This Activity is designed to be used in the classroom or as a homework task to support the teaching and learning of Globalisation.
Globalisation - Activity
The aim of this activity is to encourage you to think about some of the issues surrounding globalisation. The term is widely used but appears to be a relatively new one; it does not appear in many of the common textbooks at this level, for example, but it is an issue that is causing increasing interest. In many respects, it is an extension of the micro issues surrounding the operation of markets and the capitalist system. Instead of the problems of monopoly power, pollution, exploitation and the like being a focus of one country in which the business is operating, the global nature of business these days means that the impact of the business' activities are felt by increasing numbers across the planet.
Protesters at recent G8 Summits have been greeted with scenes such as this. © iStock.com
It is difficult to find a clear definition of the term 'globalisation' but it is clear that it is associated with particular characteristics; the following is a list of some of those characteristics:
- Growth in technology
- Capitalist or market economic systems
- Corporate expansion
- Trade issues
- Poverty and inequality
- Impact on the environment
- Brand expansion and recognition
Each of these is important in its own right, but in their wake they bring other problems. There are many in the world that believe that the benefits of increasing global economic growth are being outweighed by the costs. The gap between the 'haves' and 'have-nots', for example, is an important source of frustration and disenchantment. The gap is made all the more obvious because of the spread of global mass communication.

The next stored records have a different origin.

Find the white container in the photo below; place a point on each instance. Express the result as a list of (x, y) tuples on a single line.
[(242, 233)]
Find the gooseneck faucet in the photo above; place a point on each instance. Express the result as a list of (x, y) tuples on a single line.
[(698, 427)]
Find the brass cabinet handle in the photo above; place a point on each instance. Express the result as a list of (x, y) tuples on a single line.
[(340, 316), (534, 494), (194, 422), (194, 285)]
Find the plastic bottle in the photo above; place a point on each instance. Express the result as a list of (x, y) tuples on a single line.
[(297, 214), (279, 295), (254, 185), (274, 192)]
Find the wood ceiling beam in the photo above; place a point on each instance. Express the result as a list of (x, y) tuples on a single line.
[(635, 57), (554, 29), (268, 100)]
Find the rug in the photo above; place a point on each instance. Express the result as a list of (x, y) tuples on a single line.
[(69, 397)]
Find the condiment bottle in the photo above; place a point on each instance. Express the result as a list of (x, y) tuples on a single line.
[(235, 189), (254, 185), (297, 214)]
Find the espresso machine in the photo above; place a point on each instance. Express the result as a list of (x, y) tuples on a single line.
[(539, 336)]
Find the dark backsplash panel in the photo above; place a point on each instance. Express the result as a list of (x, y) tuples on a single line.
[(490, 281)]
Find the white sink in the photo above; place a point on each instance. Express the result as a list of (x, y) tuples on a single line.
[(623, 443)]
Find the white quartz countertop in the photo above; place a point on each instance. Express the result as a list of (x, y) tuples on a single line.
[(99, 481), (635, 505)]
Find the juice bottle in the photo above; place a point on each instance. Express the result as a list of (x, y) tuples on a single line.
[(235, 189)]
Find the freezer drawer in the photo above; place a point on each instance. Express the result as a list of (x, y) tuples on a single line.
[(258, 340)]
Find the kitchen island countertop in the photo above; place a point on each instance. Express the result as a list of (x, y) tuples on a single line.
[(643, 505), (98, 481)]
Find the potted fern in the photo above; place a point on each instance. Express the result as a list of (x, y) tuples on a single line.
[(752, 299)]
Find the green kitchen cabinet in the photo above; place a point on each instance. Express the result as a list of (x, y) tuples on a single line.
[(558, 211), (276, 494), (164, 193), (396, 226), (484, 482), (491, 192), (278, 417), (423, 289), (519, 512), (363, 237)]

Such a situation invariably results in some form of violent response. The root of much terrorist activity can be traced to the problems facing those who are often living in abject poverty with little or no hope of improvement in their lives. Solve the problems of unemployment, inequality and poverty and terrorism and crime would be reduced considerably, so the argument goes.
Globalisation - all bad?
The 'haves' - pollution from the USA impacts on the rest of the planet yet the Bush administration pulled out from the international Kyoto protocol on climate change. © Photolibrary Group
The 'have nots'. Hunting for scraps © Photolibrary Group
The consequences? - Disorder, struggle and violence, some say. © Sufi Nawaz, Stock.Xchng
The images above tend to give the impression that globalisation is a negative development. Like all things in economics, it will have its positive benefits as well as its costs. The purpose of the Activity is for you to research the extent to which we can identify the costs and benefits of globalisation and to arrive at a judgement about how globalisation should be managed - if indeed it is possible to do so?
Conduct some research into either the costs or the benefits of globalisation. You should aim to give a presentation lasting approximately 15 minutes outlining your case. At the end of the presentation, you should be prepared to take 10 minutes of questions from your 'audience' on the issues you have raised in your presentation.
The 'opposition' will present their case in a similar manner. At the end of the exercise, you will be asked to write a short 500 word report on whether, and how, globalisation should or can be 'managed'. The intention of the report is to get you to write a concise summary of the key issues facing the planet as globalisation takes a further hold. You will be raising the key issues that face the authorities rather than providing any form of definitive answer. For example, you may feel that a key way of solving many of the problems is to further extend the movement towards freeing up trade. At this level, how that may be done is another matter!
The activity will utilise your research skills, your ability to select and synthesise information effectively and your ability to present a coherent and well-argued case. The links below give you some initial starting points for your research. Remember: do not get caught out by finding too much information and then not being able to do anything effective with it!
- Series of articles by John Pilger on globalisation
- Globalisation - BBC World Service guide
- What is globalisation? - Guardian special report
- Globalisation Guide - developed especially for students by an Australian organisation
- The Whirled Bank - spoof site of the World Bank
- Articles from The Economist
- Globalization - from the World Bank Web site
Remember when you look at these sources that you should not necessarily believe everything you read - remember the distinction between positive and normative economics. Be prepared to question what you read!